Jack is impressed with Howard, but hates him, his posturing and his power. He falls in love with Judy; although he cannot say that word, they marry.  Their life together is always impacted by Howard.  Each of the actors delivers their parts independently, in monologues.  There are people who take over their country- perhaps third world- and cruelly attack Howard, his followers, and finally Judy.  Meanwhile Jack is making an effort to understand himself and establish his own life in sometimes bizarre ways.  Let us just say John Donne and his poetry are mistreated, as Jack becomes a lowbrow!! 

 

This is all the tip of the iceberg.  Every sentence of this work is interlaced with philosophy, questioning the meaning of life, of death, of the present, the past and the future.
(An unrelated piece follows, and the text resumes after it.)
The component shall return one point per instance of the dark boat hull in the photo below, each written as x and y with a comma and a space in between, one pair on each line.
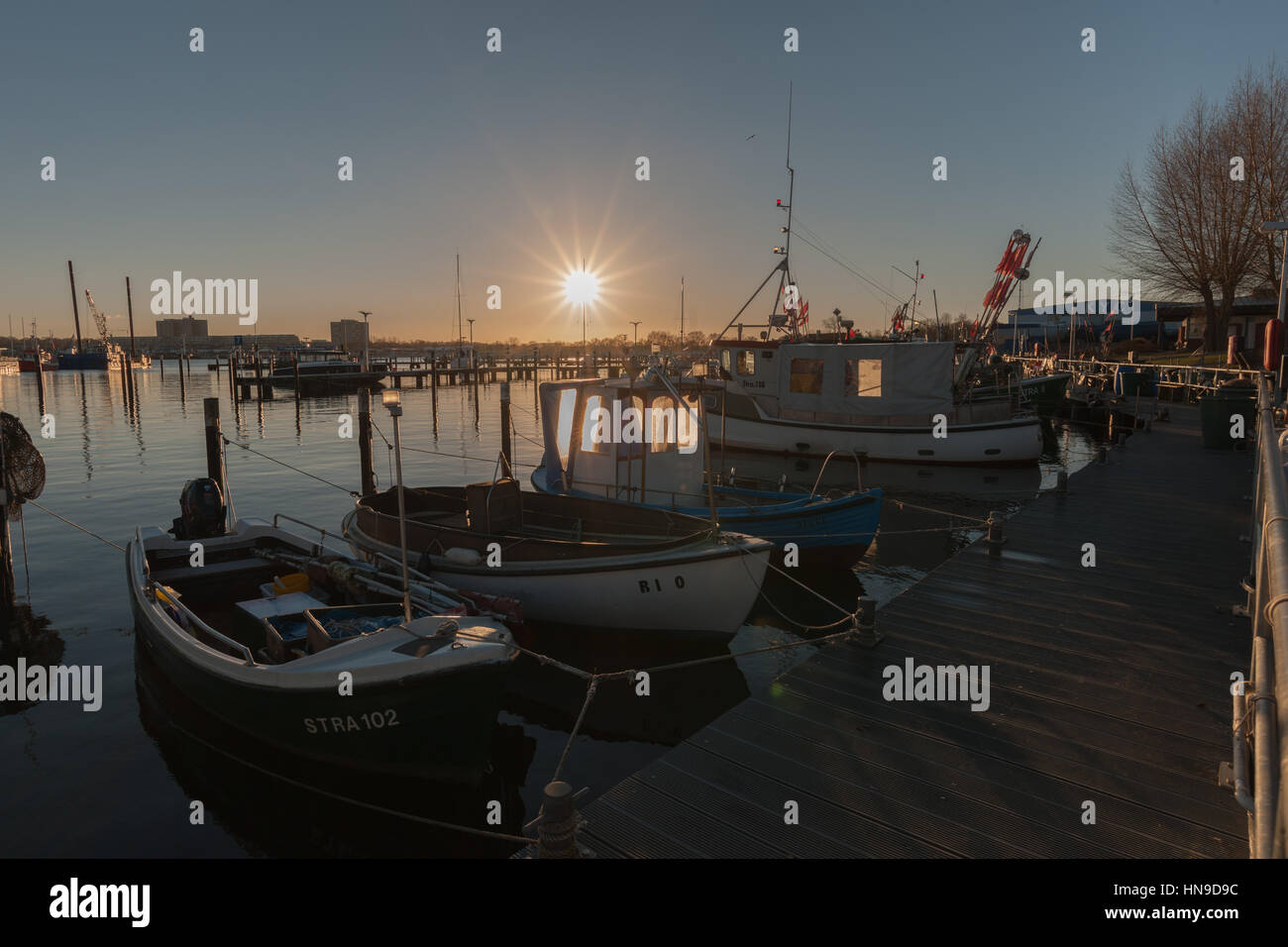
436, 725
There are moments of sadness; moments of comedy.  At times, we cannot hear the words as we would have liked. Shawn is the only one who projects clearly with a joyousness that knows no bounds. “The Designated Mourner” plays through August 25 at the Shiva Theatre ta the Public.  

 

This fall, Shawn's newest play, “Grasses of a Thousand Colors” will run at the same theater from October 7 through November 10.